Great Pyramid: Scientists propose internal pulley and counterweight construction method

A study published in Nature proposes that the Great Pyramid could have been built using internal pulley-like systems driven by sliding counterweights, and the authors say this model can account for a rapid construction pace and several interior features.

Scientists publish a proposal in Nature that reinterprets how the Great Pyramid of Giza may have been built. The authors, led by Dr. Simon Andreas Scheuring of Weill Cornell Medicine, argue that internal pulley-like systems powered by sliding counterweights could have moved heavy blocks. They say this approach would allow a much faster pace of construction than traditional ramp models. The study cites architectural and masonry features inside the pyramid as the basis for this interpretation. Key points: - The study appears in the journal Nature and is authored by Dr.

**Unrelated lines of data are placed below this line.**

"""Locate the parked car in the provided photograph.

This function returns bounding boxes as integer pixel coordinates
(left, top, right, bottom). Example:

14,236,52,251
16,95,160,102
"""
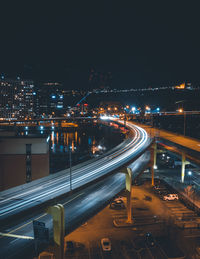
153,185,161,190
163,194,178,201
154,187,168,196
145,232,156,247
110,199,125,209
101,238,112,251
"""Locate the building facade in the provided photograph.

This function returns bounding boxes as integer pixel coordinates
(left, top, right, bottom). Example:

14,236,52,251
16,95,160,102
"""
0,135,49,191
35,82,64,117
0,77,35,119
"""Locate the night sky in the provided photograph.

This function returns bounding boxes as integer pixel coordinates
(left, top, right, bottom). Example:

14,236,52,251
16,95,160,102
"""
0,1,200,89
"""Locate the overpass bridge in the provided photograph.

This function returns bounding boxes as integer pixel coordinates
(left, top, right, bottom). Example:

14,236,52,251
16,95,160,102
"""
0,120,153,259
133,122,200,181
1,119,200,258
0,116,95,124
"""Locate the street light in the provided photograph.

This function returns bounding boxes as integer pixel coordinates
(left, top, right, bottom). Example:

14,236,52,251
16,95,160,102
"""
178,108,186,136
145,106,150,111
184,111,186,136
132,107,136,113
69,145,72,192
176,100,186,136
69,144,76,192
188,171,192,185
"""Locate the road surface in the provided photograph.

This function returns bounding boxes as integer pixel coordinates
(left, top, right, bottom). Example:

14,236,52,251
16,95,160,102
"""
0,122,150,222
0,152,150,259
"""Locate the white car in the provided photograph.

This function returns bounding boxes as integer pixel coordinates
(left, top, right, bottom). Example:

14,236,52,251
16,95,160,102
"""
101,238,111,251
163,194,178,201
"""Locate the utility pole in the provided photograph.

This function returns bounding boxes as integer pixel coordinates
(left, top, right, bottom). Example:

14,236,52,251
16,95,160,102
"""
184,111,186,136
69,144,72,192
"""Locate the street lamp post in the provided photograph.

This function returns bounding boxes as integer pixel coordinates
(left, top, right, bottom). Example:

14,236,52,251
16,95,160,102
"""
69,145,72,192
176,100,186,136
188,171,192,185
178,108,186,136
184,111,186,136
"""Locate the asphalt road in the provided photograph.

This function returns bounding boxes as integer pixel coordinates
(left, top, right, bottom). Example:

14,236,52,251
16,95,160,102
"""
0,151,150,259
134,122,200,153
0,122,150,221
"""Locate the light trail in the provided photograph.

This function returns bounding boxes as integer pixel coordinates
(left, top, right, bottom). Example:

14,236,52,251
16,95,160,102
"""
0,121,150,219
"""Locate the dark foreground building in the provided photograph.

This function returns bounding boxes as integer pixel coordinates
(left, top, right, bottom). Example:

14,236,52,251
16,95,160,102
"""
0,134,49,191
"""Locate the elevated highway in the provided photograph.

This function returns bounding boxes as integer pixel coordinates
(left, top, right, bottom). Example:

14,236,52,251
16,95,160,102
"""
134,123,200,165
0,121,150,222
0,121,152,258
0,152,150,259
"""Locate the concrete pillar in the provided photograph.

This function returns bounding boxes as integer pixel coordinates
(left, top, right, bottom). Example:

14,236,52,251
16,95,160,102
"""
149,141,156,187
47,204,65,259
151,166,154,187
125,168,133,223
181,152,186,183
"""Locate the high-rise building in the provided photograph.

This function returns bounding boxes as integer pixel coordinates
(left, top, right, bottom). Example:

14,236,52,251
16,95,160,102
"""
35,82,64,117
0,77,35,119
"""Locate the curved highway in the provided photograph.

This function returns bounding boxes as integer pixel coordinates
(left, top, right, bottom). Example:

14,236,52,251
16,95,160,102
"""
0,121,150,221
0,152,150,259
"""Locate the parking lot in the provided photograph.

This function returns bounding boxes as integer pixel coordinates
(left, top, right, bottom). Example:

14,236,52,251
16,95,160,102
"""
63,180,198,258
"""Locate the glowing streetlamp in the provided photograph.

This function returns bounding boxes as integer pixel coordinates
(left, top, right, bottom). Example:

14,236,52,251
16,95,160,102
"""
145,106,151,113
188,171,192,185
132,107,136,113
69,145,72,192
178,108,186,136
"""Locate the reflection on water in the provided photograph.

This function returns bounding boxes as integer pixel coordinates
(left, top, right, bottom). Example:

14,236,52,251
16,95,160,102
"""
49,123,125,173
17,122,125,174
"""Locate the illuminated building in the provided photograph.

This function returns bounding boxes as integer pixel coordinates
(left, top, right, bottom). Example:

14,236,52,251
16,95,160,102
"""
35,82,64,117
0,77,35,119
175,82,185,89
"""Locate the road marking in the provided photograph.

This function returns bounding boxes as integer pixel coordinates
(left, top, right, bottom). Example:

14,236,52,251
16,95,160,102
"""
0,192,84,238
0,232,34,240
0,213,47,239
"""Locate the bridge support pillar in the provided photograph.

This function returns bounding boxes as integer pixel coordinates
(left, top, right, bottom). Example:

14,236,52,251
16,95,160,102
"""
47,204,65,259
151,166,154,187
126,168,133,223
149,141,157,187
181,152,186,183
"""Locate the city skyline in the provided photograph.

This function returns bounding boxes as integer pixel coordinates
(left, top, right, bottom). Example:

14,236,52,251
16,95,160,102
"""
2,2,200,258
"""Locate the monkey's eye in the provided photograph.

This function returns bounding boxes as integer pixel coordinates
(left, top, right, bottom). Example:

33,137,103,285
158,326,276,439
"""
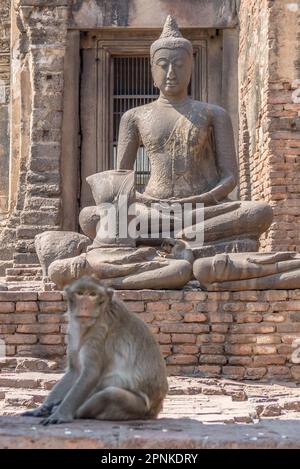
76,292,84,297
89,292,97,297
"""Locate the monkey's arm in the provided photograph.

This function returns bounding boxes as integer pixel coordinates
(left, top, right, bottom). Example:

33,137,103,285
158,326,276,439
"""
42,344,102,425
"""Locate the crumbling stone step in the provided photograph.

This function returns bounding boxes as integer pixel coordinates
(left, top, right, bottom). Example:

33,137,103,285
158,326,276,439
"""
0,372,62,390
6,268,43,276
0,357,61,373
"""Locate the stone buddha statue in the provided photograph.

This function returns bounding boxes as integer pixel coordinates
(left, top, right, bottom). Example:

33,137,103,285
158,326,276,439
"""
37,16,281,291
116,15,273,254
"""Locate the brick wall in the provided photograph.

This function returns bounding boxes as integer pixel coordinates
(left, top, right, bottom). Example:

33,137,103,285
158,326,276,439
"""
239,0,300,251
0,289,300,381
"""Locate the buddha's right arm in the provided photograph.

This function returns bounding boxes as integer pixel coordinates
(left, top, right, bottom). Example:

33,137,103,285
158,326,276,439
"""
116,110,140,170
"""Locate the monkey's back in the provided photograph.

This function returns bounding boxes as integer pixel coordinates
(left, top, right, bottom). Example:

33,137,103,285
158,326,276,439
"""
102,298,168,414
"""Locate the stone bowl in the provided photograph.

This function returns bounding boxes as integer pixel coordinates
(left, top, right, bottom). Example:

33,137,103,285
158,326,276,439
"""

Simon Andreas Scheuring and colleagues. - The authors estimate the Great Pyramid contains about 2.3 million limestone blocks and say their calculations imply construction over roughly two decades, which they report would equate to a block placed about every minute. - The paper proposes internally routed pulley-like systems driven by sliding counterweights along inclined passages rather than solely external ramps. - The Grand Gallery and Ascending Passage are reinterpreted as sloped internal passages that could have served as sliding-ramps for counterweights, with polished surfaces and wear cited as supporting features. - The Antechamber is proposed to have functioned as a mechanical fulcrum in the system rather than as a nonfunctional portcullis, and the authors note off-center chambers and passage layouts as consistent with building around mechanical constraints. Summary: If supported, the proposal would change interpretations of some internal features and offer an alternative mechanism for how heavy blocks were lifted during construction. Undetermined at this time.